How the Rule of 40 Shapes SaaS Valuations in 2026

The Rule of 40, the SaaS sector's most widely cited health benchmark, explains how investors use a single growth-plus-margin score to assign valuation premiums or discounts, and why only 20% of public SaaS companies currently pass it.
By John Zadeh -
Rule of 40 chrome dial pointing to 28, below the 40-point SaaS health threshold, with scenario score panels behind

Key Takeaways

  • The median publicly traded SaaS company scored just 28 on the Rule of 40 as of Q4 2025, well below the 40-point threshold, reflecting broad sector pressure rather than isolated underperformance.
  • Only around 20% of tracked public SaaS companies exceeded the 40-point benchmark, with scores above 50 commanding materially higher revenue multiples of 8-15x.
  • Each 10-point improvement above 40 added 1.1x EV/Revenue multiple in Q4 2025, up from 0.8x in Q1 2023, meaning the market is pricing Rule of 40 performance more aggressively than at any point in the prior decade.
  • Bain and Company identified in April 2026 that AI infrastructure costs are compressing SaaS margins in ways the Rule of 40 cannot disaggregate from operational inefficiency, limiting the metric's diagnostic precision.
  • The benchmark score expected of a company shifts with its ARR tier, so a score of 35 is within range for a $15M ARR business but signals underperformance at $100M ARR, making peer cohort selection critical for accurate interpretation.

The median publicly traded SaaS company scores just 28 on the Rule of 40, meaning the typical listed software business fails the most widely cited health benchmark in the sector. That figure, drawn from Q4 2025 data, sits well below the 40-point threshold the metric was designed around. As SaaS revenue growth decelerated from 2022 onward without proportional margin recovery, investors needed a single lens to separate operationally disciplined businesses from those sacrificing sustainability for scale. The Rule of 40 became that lens, evolving from a practitioner shorthand into a near-universal valuation input. What follows explains what the Rule of 40 is, how to calculate it, how the growth-margin trade-off works through concrete scenarios, and how investors use it to assign valuation premiums or discounts. It also addresses the limitations and emerging criticisms that any serious analyst should understand.

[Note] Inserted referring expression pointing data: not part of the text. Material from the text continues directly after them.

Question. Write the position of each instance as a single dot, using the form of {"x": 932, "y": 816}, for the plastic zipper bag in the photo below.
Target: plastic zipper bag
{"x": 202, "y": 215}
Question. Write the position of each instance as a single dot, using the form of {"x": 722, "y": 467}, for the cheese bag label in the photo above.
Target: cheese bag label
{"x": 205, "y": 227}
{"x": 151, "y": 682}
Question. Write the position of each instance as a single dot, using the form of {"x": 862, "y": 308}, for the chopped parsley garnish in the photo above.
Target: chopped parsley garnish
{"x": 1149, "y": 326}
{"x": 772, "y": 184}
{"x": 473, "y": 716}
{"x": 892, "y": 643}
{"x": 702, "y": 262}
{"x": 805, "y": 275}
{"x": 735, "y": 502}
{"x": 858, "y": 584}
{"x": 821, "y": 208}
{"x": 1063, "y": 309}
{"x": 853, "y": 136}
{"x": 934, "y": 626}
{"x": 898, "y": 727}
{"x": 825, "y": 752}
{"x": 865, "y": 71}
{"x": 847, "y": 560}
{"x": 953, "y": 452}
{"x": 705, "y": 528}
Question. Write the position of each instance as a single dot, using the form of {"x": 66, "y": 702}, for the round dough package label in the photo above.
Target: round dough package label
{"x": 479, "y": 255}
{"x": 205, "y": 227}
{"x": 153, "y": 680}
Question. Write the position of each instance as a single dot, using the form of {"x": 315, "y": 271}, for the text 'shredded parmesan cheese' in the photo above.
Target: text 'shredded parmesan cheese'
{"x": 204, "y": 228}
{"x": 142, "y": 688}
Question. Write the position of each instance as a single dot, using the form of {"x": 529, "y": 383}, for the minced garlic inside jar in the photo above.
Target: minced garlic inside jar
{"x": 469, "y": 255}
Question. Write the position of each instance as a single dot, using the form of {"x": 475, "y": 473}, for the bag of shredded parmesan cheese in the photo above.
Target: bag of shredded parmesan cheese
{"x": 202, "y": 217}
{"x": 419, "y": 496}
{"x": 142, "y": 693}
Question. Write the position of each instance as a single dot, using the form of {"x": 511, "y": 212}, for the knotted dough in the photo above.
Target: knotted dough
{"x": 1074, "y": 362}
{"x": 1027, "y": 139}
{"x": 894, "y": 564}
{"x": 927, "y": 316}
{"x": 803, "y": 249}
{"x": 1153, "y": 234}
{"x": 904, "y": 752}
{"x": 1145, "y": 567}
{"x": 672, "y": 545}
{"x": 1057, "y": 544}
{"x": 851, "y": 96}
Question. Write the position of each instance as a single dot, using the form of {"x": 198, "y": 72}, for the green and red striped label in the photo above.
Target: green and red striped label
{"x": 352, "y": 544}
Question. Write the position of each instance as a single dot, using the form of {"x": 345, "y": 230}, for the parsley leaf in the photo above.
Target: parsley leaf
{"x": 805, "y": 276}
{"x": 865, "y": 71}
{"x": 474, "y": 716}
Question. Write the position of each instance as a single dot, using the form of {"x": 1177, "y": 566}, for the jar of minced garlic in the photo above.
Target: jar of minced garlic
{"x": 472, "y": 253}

What the Rule of 40 actually measures

SaaS businesses face a persistent tension: growing revenue fast typically requires spending aggressively on sales, marketing, and infrastructure, which compresses margins. Conversely, protecting margins usually means throttling the investment that drives growth. The Rule of 40 exists to reconcile these two competing forces into a single score, giving investors and operators a way to evaluate whether the overall balance is healthy regardless of which lever the business is pulling harder.

The formula is straightforward:

Rule of 40 Score = Revenue Growth Rate (%) + Profit Margin (%)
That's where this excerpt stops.